Dans deux jours, il serait en compagnie de ses deux meilleurs amis. Et c'est ce qui comptait le plus.



Harry passa le reste de sa journée à flâner à gauche à droite, tombant quatre fois sur mrs Figg, qui lui adressa quelques petits sourires de conspiratrice sous les tonnes de boites nourriture pour chats qu'elle transportait.

Il avait bien entendu immédiatement renvoyé la lettre à Ron, lui confirmant le rendez-vous.

Puis la journée passa. La nuit tomba. Et la maison fut à nouveau silencieuse, toutes lumières éteintes. Toutes, sauf une. Celle d'Harry.



Le matin de vendredi 17, jour du rendez-vous, Harry se réveilla très tôt.

Il avait passé toute sa soirée à rassembler ses affaires. Cela lui avait pris énormément de temps, et Harry n'en revenait pas du désordre qu'il avait pu mettre en seulement deux semaines.

Sa nuit avait agitée, troublée par des cauchemars dans lesquels Sirius, Voldemort et la mystérieuse Sharon étaient présents.
Voir son parrain en rêve était encore plus difficile que de penser à lui, et Harry regardait à présent la visite chez Hagrid d'un autre oeil. Il allait rencontrer un tas de gens qui, il en était certain, allait lui parler de son parrain. Et ça, il en serait incapable.

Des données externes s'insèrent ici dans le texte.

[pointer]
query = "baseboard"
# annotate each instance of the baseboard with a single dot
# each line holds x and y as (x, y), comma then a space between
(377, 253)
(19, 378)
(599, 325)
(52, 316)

Mélancolique à cause du souvenir de son parrain, il se tira du lit à contrec½ur et enfila le jeans et la chemise qu'il avait préparé la veille.
Parcourant une dernière fois sa chambre, il vérifia une à une ses armoires, puis pris la cage d'Hedwig sous le bras et descendit au rez-de-chaussée.


Seul son oncle était debout. Assis sur une chaise, il buvait sa tasse de café en lisant le journal.
Soucieux de faire le moins de bruits possibles, Harry s'installa à sa place et déjeuna en silence, conscient des regards de biais que lui lançait son oncle.


Ayant tous deux achevé leurs petits-déjeuners, ils se levèrent de table. L'oncle Vernon pris son manteau, sortit de la salle à manger, et rentra dans sa nouvelle voiture, une belle Volkswagen passat TDI.

Harry dut se débrouiller seul pour transporter ses deux grosses valises et la cage de sa chouette.
Au pris de mille efforts, il parvint tan bien que mal à les ranger dans la voiture. Contournant celle-ci, il pris place à côté de son oncle et fixa la route qui défilait déjà devant lui.


Le trajet se déroula dans le plus grand silence.

-On est arrivé, lui dit simplement son oncle lorsque les murs de la gare furent enfin visibles.
Harry descendit de la voiture, et sortit ses bagages du coffre.
-Merci, dit-il simplement en regardant son oncle dans les yeux.


Ne daignant pas répondre, ni même le regarder, L'oncle Vernon appuya sur la pédale et disparut dans un crissement de pneu.